Ngyiampaa enjoyment-related activities demonstrate and continuously reinforce the importance for them to be engaged in socialities, which requires one’s social presence, one’s involvement in and responsiveness to social obligations, and their personal responsive demands on kin-related others. To participate in this social world means to be part of the social modus operandi (Bourdieu 1990) within which the self is constituted, transformed, reconstituted, maintained, responsive to, and responded to by others and oneself; hence, others are a prerequisite to constitute meanings for oneself. What this means is that there is a socio-centric emphasis and focus on relational obligations for the Ngyiampaa, and prioritizing extended kin-related others regularly on a social and communal presence centered basis. ‘Proper [Ngyiampaa] relatives’ will never end up prioritizing themselves, nor their individual health; and they do know the purpose of Medicare cards, too. However, because they are familiar to Ngyiampaa Australians, as they are to everybody else, Medicare cards are not understood as pivotal, certainly not as long as one is not in need of immediate medical attention. Accordingly, leaving the supposedly ‘boring, whitefella’ health insurance card with the local surgery effectively accommodates reciprocal self-other Ngyiampaa challenges of being a self-centered patient without jeopardizing one’s communal, relational, social and cultural exchanges with others. Alternately, if a Ngyiampaa person ended up prioritizing their personal health, others would consider their personal, ‘sick patient’ issues more important than their communal social obligations and corresponding practices. In other words, other community members would refer to them as “neglecting their social kin-related obligations” and, hence, “not being a proper relative” any more.

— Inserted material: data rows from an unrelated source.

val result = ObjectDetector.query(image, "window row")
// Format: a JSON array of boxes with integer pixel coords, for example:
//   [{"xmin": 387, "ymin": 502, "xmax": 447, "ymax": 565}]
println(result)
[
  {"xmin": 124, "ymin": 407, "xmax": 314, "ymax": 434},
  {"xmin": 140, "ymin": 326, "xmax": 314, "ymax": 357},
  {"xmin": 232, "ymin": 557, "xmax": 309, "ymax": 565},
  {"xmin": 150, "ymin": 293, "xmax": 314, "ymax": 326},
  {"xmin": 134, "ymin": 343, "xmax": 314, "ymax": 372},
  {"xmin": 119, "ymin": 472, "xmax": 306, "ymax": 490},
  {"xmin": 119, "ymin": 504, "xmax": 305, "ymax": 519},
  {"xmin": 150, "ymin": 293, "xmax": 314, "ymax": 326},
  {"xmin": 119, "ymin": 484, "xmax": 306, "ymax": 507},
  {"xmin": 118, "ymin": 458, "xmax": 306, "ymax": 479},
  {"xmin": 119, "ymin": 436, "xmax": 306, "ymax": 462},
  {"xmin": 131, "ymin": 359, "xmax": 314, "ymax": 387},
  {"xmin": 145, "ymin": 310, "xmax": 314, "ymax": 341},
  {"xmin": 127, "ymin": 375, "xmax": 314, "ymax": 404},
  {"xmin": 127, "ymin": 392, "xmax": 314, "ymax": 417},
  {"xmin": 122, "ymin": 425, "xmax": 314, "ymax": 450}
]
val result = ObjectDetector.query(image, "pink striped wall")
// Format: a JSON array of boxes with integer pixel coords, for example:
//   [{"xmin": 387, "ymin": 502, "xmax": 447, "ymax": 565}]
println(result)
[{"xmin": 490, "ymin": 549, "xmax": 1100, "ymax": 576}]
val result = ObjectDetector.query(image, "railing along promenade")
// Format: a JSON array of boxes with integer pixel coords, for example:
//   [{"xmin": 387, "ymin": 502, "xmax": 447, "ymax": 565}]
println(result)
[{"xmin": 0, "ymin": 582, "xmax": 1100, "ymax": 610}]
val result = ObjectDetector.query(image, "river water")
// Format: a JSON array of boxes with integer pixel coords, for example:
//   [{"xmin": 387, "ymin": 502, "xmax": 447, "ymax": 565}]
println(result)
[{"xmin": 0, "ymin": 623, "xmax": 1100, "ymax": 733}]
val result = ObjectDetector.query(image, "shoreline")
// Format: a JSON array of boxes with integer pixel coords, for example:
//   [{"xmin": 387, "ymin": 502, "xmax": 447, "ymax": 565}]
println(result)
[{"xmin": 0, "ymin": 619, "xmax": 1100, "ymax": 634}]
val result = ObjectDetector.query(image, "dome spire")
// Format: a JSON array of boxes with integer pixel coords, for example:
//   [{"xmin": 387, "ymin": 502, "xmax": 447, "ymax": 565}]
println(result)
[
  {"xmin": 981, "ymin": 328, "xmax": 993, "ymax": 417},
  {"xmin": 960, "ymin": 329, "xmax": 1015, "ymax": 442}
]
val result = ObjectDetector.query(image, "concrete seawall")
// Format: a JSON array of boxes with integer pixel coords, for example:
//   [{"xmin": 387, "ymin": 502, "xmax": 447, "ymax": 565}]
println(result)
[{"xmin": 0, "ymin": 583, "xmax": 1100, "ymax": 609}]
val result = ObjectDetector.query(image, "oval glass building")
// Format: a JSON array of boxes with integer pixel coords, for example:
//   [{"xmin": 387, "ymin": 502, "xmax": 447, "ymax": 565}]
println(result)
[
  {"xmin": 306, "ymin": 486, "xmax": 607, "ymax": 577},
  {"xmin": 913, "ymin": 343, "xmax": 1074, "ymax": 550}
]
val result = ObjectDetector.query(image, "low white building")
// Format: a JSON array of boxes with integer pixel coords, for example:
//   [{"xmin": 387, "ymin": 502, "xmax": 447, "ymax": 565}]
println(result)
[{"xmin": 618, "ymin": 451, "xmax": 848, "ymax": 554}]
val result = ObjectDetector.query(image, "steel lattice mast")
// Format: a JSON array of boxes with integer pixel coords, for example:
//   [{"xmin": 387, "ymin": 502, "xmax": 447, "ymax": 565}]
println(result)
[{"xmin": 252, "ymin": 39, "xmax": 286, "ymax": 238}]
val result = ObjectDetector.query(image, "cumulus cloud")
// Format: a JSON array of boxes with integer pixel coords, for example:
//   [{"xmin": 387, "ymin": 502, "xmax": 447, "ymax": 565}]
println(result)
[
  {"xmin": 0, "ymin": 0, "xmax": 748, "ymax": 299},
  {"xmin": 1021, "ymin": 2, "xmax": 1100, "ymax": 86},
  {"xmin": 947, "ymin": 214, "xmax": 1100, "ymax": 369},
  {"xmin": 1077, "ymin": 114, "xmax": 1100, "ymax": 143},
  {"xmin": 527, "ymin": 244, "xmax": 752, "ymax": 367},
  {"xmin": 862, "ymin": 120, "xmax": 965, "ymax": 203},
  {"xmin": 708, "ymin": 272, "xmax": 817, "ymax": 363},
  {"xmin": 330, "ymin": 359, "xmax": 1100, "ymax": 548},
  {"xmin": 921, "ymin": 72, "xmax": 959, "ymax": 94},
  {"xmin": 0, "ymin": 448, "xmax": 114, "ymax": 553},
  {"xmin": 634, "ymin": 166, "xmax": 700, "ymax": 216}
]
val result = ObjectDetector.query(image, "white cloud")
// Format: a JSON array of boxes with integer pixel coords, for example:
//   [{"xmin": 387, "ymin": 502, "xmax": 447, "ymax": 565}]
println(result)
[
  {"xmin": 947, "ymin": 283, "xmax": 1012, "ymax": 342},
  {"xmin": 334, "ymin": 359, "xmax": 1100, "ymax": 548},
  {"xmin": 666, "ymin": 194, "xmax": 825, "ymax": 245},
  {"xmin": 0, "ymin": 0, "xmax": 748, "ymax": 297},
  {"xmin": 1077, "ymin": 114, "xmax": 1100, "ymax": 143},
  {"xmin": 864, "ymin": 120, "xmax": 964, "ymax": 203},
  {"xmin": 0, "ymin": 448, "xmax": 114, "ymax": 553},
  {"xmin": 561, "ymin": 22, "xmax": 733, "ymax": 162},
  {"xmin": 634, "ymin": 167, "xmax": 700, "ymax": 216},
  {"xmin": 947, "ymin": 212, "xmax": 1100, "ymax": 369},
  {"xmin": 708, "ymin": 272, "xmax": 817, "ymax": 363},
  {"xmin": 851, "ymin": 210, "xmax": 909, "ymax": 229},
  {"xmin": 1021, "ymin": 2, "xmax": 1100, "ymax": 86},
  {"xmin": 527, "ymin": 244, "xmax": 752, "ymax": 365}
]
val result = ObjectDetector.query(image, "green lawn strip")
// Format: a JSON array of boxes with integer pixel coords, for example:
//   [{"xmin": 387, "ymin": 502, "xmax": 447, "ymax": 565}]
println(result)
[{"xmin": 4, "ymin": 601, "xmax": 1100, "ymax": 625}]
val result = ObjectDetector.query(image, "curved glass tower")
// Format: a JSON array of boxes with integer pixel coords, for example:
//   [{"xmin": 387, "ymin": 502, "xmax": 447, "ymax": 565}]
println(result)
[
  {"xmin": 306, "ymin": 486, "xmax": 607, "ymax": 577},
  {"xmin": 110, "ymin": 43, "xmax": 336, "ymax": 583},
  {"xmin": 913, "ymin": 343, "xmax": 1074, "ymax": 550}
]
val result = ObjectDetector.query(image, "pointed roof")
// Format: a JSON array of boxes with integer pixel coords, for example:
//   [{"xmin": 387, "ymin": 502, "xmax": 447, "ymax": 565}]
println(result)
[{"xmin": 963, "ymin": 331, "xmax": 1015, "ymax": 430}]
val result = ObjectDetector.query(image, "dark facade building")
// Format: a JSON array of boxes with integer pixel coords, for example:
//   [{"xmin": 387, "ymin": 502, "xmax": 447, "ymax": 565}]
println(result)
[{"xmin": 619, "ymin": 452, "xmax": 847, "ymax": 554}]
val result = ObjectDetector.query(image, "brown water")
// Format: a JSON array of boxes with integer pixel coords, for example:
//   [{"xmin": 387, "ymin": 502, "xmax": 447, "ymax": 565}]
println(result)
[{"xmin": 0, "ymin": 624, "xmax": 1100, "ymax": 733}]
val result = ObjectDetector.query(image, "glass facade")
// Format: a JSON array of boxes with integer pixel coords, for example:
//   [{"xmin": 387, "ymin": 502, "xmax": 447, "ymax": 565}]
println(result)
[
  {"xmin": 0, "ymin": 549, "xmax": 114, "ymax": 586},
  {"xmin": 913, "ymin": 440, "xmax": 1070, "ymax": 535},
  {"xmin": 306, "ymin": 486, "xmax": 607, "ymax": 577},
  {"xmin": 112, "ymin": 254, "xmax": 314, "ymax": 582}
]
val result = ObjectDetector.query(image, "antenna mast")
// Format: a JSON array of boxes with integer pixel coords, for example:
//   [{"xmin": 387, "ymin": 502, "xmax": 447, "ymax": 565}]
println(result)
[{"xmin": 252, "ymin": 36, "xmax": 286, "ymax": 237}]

Overall, the mainstream Australian health care system has worked with the neoliberal ideology of patient responsibility, in reference to applying for the Medicare card, safekeeping the card, maintaining a connection to it, and being able to produce it when going to a surgery or when in need of personal health care. Surgery staff often accommodate Ngyiampaa patient requests, because they know that the cards may otherwise end up missing or lost. Leaving the health insurance cards in the care of local surgery staff both generates and maintains realms for Ngyiampaa patients that place health-centred obligations with non-Aboriginal onto others and prevent jeopardizing Aboriginal personhood and the intensity of one’s obligations to kin-related others at the same time. A counterbalance and, hence, counter-productivity in reference to boredom is brought to the fore. That is, Ngyiampaa Australians are continuously being required to conform with non-Aboriginal policies and practices that are reflective of non-Aboriginal cultural understandings, order, insurance compliance, and the inherent related cultural practices, too. As long as all of the latter maintain to work with influences of non-Aboriginal government policies, the Ngyiampaa will neither prioritize compliance with nor correspondence to these non-Indigenous practices; and, hence, the Ngyiampaa continue to insist on pursuing their personal and cultural practices instead.



Bourdieu, Pierre. 1990. The Logic of Practice. Stanford: Stanford University Press.

Svendsen, Lars. 2005. A Philosophy of Boredom. London: Reaktion Books.